In 1957 the Treaty of Rome was signed which led to the creation of the European Economic Community (1958) and, importantly, established a Customs Union. The then French President, Charles de Gaulle, blocked a British application to join the EEC in 1963 but Georges Pompidou, who succeeded de Gaulle, finally allowed British entry in January 1973 – under Britain’s Conservative Prime Minister, Edward Heath. Interestingly, a referendum was held in June 1975 over Britain’s continuing membership of the EEC and it was passed with a substantial majority (67%) but with strong resistance to many of the super-state goals of the EEC leadership.
Membership of the EEC steadily increased and in 1993 formally became known as the European Union following the signing of the Maastricht Treaty. The Lisbon Treaty of 2009 further amended various legal and administrative aspects of the expanding body. Today, there are 28 member nations of the EU. The eurozone, a sub-plot if you like, is made up of 19 of the 28 members. These 19 all adopt the euro as their national currency and come under the wing of the European Central Bank. The Eurozone sprang into life in 1999 with an original 12 members. Bank notes were not introduced until 2002.
The governance and administration of the EU is far too complex to be addressed in detail in these pages. In other words, we admit that we have great difficulty in coming to grips with what resembles a Jackson Pollock painting gone wrong. There are seven key decision-making bodies: the European Council; the European Commission; the Council of the European Union; the European Parliament; the Court of Justice of the European Union; the European Central Bank and the European Court of Auditors.
To further complicate matters the European Parliament is based in three different cities: Strasbourg (the official ‘seat’), Brussels and Luxembourg city (it hosts the Secretariat of the European Parliament). Most of the staff and institutions are located in Brussels but constant shuttling from city to city is required as Strasbourg holds 12 plenary sessions each year.
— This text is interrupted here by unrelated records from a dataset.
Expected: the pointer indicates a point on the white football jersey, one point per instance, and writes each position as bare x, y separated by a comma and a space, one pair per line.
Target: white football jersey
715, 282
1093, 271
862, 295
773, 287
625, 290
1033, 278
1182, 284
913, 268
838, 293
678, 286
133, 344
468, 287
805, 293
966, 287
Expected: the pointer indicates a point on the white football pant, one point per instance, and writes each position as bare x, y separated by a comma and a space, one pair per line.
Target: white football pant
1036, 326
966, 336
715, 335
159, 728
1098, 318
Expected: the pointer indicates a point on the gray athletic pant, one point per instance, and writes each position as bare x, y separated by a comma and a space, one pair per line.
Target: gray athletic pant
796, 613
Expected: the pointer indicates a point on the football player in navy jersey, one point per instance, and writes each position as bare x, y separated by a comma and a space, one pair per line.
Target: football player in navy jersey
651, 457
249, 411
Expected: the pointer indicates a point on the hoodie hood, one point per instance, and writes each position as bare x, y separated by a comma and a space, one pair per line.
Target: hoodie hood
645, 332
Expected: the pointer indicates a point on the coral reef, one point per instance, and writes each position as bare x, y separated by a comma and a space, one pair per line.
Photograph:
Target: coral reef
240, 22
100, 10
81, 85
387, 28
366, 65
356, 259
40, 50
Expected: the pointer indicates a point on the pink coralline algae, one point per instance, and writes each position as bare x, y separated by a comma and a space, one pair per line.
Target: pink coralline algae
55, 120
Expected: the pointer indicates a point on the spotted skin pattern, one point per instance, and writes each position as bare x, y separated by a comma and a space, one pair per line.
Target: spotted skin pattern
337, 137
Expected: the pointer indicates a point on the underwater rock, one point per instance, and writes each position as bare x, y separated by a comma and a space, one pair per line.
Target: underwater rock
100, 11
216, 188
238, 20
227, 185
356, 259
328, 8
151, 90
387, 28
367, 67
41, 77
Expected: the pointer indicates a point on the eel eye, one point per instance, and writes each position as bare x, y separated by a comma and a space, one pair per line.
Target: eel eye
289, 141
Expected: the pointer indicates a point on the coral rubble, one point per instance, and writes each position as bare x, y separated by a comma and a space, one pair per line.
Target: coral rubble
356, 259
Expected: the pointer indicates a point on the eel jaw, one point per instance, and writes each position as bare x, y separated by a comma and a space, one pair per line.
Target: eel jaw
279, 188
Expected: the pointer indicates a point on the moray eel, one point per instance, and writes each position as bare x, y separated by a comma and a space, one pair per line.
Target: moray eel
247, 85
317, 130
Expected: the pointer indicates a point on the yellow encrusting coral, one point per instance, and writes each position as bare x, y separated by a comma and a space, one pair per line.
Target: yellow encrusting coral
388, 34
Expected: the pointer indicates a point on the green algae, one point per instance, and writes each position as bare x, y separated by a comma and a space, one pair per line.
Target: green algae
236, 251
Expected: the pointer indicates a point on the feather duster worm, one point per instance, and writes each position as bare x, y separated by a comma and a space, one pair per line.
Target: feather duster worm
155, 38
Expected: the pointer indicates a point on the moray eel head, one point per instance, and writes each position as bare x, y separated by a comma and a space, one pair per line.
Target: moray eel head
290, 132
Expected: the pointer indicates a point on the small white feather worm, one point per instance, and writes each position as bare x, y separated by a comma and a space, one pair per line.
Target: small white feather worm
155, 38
This travelling circus is recognised as a huge waste of money and time, but France refuses to give up on Strasbourg.
What started out as an entirely admirable effort to eliminate future European conflicts has now morphed over 70 years into a large body controlling a great many aspects of everyday life in its member countries. The Economist has estimated that the European Parliament costs more than the German, French and British parliaments combined. And this excludes the cost of double-handling of many of the issues which inevitably cross-pollinate over the various jurisdictions.
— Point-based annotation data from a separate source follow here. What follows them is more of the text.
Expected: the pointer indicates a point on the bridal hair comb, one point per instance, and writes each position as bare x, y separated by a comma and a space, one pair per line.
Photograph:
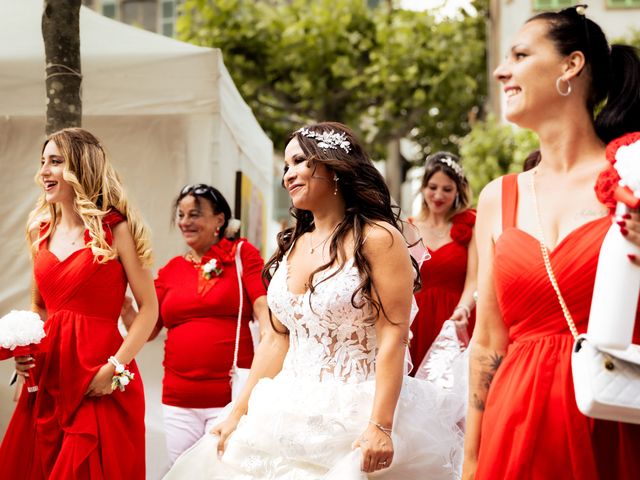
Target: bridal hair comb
453, 165
330, 139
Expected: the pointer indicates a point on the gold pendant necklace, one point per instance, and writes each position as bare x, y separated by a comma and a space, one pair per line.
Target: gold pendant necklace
312, 247
438, 233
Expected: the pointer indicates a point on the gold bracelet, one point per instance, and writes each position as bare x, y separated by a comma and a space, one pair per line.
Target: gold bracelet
385, 430
464, 308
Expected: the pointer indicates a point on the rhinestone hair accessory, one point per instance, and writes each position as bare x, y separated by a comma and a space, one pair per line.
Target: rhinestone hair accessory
453, 165
330, 139
581, 9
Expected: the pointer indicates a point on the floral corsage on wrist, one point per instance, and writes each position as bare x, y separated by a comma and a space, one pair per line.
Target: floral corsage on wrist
122, 376
211, 269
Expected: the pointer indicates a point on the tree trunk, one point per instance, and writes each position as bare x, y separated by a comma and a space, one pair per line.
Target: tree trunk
393, 169
61, 35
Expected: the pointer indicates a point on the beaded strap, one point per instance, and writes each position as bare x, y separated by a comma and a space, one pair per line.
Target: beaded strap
547, 264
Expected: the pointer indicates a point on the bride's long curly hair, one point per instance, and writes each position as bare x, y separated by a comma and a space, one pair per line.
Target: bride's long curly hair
97, 190
367, 202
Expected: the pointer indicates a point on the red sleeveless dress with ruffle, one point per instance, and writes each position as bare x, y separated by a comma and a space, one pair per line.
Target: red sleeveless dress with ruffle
531, 428
58, 432
443, 277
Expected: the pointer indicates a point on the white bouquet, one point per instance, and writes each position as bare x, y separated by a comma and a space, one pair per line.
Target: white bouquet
21, 332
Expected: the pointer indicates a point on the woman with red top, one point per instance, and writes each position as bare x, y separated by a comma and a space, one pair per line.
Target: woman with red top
86, 421
199, 299
446, 226
523, 422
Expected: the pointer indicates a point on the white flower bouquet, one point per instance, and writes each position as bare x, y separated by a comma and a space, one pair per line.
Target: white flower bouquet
21, 332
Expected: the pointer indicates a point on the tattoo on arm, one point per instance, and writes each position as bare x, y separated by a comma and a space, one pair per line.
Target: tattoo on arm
486, 377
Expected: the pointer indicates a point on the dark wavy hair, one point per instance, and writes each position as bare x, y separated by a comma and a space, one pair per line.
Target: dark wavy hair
614, 71
210, 194
433, 165
367, 201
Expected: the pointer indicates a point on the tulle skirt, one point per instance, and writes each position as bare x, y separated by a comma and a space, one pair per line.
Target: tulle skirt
300, 429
The edifice is financed by its members. Payments are based on the size of a country’s economy, VAT receipts and customs duties on imports from outside the Customs Union. The largest net contributors in 2017 were, in order, Germany, the UK and France. In all, 10 countries were net contributors whilst the remaining 18 received more than they paid. Relative to the size of their economies Bulgaria and Hungary were the biggest beneficiaries.
Is it all worth it?
A quick browse of the effusive EU website would suggest that it is the most wonderful political/economic body to have ever graced the world stage. We are informed it is the largest trading bloc in the world, accounting for 15% of world trade in 2017. Half of the EU’s trade was with five main partners: the US, China, Switzerland, Russia and Turkey. There were a combined 700 million items exported and imported and 332 million customs declarations.
And that brings us to the Customs Union – a bone of contention in the great UK Brexit fiasco. The Customs Union is simply an alliance of the 28 EU members which applies standardised rates of customs duties on goods imported from outside the Union – in other words, a common tariff wall (varying by product) is applied to all imports. Once inside the EU the goods are able to move freely around the 28 countries without any further levies or impediments. This, obviously, is a most advantageous feature of any Customs Union. In addition, the Union enforces rules relating to protection of health and safety; weapons trafficking; money laundering; counterfeit goods; prohibited products and the like. All of this saves each member country mounting duplicate defences. No member country is free to negotiate independent trade deals with non-EU countries. All negotiations are handled centrally, and any “deal” applies to all members.